= Landau derivative =

In gas dynamics, the Landau derivative or fundamental derivative of gas dynamics, named after Lev Landau who introduced it in 1942, refers to a dimensionless physical quantity characterizing the curvature of the isentrope drawn on the specific volume versus pressure plane. Specifically, the Landau derivative is a second derivative of specific volume with respect to pressure.
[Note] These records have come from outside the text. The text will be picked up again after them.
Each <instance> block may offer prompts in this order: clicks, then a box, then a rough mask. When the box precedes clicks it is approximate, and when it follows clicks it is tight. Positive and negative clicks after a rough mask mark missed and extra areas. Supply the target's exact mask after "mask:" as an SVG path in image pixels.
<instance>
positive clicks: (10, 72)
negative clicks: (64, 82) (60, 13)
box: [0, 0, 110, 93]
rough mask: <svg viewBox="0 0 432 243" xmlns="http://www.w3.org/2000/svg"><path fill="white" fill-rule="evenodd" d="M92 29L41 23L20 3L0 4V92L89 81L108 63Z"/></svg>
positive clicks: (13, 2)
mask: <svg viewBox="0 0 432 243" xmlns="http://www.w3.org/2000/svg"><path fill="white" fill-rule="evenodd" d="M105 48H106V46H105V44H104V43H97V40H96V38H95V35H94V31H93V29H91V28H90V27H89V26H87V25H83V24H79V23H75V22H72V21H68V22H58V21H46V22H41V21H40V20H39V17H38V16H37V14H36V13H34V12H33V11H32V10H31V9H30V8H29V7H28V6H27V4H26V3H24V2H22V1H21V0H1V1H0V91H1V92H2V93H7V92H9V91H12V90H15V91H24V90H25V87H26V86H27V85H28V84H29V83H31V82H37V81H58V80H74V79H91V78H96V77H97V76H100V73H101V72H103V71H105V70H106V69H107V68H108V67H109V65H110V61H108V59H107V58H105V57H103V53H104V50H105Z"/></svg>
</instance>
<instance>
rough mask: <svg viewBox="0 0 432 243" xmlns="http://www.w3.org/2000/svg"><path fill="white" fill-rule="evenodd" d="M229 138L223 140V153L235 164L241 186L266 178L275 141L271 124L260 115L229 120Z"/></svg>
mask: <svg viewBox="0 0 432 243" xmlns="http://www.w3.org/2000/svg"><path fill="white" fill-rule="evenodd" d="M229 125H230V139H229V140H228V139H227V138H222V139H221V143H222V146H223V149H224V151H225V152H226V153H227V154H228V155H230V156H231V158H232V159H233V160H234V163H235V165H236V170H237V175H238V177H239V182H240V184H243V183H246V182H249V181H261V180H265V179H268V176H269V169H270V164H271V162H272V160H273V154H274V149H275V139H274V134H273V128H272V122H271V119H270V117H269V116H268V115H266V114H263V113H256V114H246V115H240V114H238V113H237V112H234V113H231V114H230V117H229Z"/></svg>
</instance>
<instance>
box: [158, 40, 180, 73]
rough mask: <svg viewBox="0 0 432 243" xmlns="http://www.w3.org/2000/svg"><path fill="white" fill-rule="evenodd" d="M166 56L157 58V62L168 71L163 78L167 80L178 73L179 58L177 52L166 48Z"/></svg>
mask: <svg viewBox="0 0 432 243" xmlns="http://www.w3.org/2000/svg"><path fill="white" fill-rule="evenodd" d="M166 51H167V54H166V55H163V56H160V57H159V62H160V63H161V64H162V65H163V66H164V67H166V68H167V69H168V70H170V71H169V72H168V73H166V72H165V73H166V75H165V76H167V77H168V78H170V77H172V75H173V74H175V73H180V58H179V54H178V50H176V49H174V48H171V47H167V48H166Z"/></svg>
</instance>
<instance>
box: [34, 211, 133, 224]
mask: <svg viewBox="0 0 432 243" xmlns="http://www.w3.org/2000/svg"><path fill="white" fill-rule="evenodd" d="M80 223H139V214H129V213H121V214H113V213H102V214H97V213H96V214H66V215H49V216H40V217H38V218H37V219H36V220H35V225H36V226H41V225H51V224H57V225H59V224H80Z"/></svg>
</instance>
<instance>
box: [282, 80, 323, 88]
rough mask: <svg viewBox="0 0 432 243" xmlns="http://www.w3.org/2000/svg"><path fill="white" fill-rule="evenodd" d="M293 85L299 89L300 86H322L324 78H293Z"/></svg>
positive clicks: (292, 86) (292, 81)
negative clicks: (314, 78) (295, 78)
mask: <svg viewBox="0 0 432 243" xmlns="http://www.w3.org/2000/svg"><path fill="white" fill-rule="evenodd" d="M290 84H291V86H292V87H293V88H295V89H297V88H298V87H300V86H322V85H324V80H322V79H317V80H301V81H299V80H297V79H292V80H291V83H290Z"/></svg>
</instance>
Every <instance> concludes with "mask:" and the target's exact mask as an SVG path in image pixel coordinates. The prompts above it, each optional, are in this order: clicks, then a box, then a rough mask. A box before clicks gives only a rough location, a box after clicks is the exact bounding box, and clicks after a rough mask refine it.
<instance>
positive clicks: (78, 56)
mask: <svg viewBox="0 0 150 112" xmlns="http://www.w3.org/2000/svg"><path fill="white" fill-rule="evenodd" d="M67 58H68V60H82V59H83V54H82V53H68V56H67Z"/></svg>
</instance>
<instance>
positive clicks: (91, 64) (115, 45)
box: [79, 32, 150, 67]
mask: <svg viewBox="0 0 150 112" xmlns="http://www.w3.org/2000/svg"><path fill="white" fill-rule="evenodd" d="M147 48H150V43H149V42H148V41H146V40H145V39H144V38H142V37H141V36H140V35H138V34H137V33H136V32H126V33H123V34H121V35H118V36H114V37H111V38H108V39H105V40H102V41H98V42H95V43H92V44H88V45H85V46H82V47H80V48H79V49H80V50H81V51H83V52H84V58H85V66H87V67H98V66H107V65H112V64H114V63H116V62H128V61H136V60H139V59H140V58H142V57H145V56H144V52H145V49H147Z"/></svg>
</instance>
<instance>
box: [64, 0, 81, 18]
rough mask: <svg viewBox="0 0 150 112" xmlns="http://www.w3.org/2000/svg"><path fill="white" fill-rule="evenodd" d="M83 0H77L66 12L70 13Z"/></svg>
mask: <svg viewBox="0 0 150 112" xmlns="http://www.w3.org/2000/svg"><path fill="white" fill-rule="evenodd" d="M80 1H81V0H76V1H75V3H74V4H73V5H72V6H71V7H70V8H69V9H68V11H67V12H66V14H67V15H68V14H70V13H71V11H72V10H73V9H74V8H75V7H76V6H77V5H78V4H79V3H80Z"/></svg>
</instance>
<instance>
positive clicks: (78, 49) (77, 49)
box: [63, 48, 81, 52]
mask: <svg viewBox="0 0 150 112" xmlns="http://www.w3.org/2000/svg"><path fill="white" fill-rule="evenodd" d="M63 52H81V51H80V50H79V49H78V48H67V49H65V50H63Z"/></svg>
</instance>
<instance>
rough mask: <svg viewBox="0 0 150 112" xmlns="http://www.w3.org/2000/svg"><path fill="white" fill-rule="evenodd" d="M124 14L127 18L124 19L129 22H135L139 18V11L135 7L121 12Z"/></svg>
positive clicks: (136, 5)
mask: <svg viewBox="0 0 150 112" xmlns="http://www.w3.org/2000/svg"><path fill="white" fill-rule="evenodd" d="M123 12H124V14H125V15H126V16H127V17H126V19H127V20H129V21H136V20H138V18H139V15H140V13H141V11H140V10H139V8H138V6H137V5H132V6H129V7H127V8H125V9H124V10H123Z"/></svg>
The derivative is denoted commonly using the symbol $\Gamma$ or $\alpha$ and is defined by

$$\Gamma = \frac{c^4}{2\upsilon^3}\left(\frac{\partial^2\upsilon}{\partial p^2}\right)_s$$

where
- $c$ is the sound speed,
- $\upsilon = 1/\rho$ is the specific volume,
- $\rho$ is the density,
- $p$ is the pressure, and
- $s$ is the specific entropy.

Alternate representations of $\Gamma$ include

$$\begin{align}
\Gamma &= \frac{\upsilon^3}{2c^2} \left(\frac{\partial^2 p}{\partial \upsilon^2}\right)_s
= \frac{1}{c} \left(\frac{\partial \rho c}{\partial \rho}\right)_s
= 1 + \frac{c}{\upsilon} \left(\frac{\partial c}{\partial p}\right)_s \\[2ex]
&= 1 + \frac{c}{\upsilon} \left(\frac{\partial c}{\partial p}\right)_T + \frac{cT}{\upsilon c_p}\left(\frac{\partial\upsilon}{\partial T}\right)_p \left(\frac{\partial c}{\partial T}\right)_p.
\end{align}$$

For most common gases, $\Gamma>0$, whereas abnormal substances such as the BZT fluids exhibit $\Gamma<0$. In an isentropic process, the sound speed increases with pressure when $\Gamma>1$; this is the case for ideal gases. Specifically for polytropic gases (ideal gas with constant specific heats), the Landau derivative is a constant and given by

$$\Gamma = \tfrac{1}{2}(\gamma+1),$$

where $\gamma > 1$ is the specific heat ratio. Some non-ideal gases falls in the range $0 < \Gamma < 1$, for which the sound speed decreases with pressure during an isentropic transformation.